Both states offer a 27.5GW worth of current and future supply


Georgia and Pennsylvania have become prominent US growth markets, according to a report by data center intelligence firm DC Byte.


Both states are located on America's eastern coast.


In terms of total IT load, defined by DC Byte as the summation of projects that are live, under construction, committed, and early-stage, Georgia has jumped from 1.6GW in 2021 to around 19GW in 2025. In that same period, Pennsylvania has jumped from 231MW to around 7.8GW.


Colocation demand takes up most of the IT load in both markets. Although the size of Georgia’s colocation market is larger than Pennsylvania’s, the proportion of Georgia’s colocation demand is around 60 percent, which is lower than Pennsylvania’s. Most of Pennsylvania’s colocation market is driven by wholesale colocation, which has jumped from 2MW in early-stage plans and 4MW committed in 2021 to around 3GW early-stage and 2GW committed in 2025.


In July, data center and energy firms, including Blackstone and Energy Capital Partners, pledged to invest $90bn in Pennsylvania’s digital infrastructure.


Hyperscale activity makes up the rest. In Georgia, early-stage capacity increased tenfold to 5.3GW following interest from Amazon: this includes an $11bn investment in January and the acquisition of 1,000 acres of land in August. Pennsylvania’s hyperscale market has also seen growth, going from no early-stage projects in 2021 to 616MW worth of them by 2025, but the market size is much smaller. Earlier this year, Amazon announced it would invest $20bn in data centers in Pennsylvania.


The report attributes Georgia’s growth to “abundant land, competitive power pricing, and supportive tax structures,” and notes that Pennsylvania is “gaining attention through investments in clean and diverse energy sources, as well as the strategic use of land assets to attract data center development.”

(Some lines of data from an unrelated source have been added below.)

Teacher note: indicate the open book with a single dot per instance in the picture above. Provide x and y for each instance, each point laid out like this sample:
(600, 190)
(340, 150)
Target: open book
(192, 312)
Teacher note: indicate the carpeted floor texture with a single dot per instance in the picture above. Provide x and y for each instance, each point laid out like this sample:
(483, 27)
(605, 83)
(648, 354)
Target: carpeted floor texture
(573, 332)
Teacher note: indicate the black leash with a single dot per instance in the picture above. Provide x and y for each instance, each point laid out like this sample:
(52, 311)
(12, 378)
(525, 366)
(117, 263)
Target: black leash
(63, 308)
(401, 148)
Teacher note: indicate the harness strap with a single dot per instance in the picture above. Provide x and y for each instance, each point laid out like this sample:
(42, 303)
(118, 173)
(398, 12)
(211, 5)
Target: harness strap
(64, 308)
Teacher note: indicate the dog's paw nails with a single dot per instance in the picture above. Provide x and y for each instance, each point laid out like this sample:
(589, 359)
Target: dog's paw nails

Within Georgia, the area around the capital Atlanta is the state’s most prominent data center hotspot. Pennsylvania has two hubs – one in Pittsburgh, the other in Philadelphia.


In terms of energy, Georgia predominantly relies on natural gas (41 percent) and nuclear (34 percent). It also intends to add 10GW of capacity over the next five years. Pennsylvania’s dependence on natural gas is even higher (64 percent), with the next largest source being nuclear (28 percent).


Both states have had to deal with backlash against the industry. In July 2025, Georgia enacted a statewide moratorium on reviewing large-projects following local concern and power constraints, and projects have been stymied at the planning stage following fierce local opposition. Developer Data Centric LLC met the same fate in Pennsylvania last month.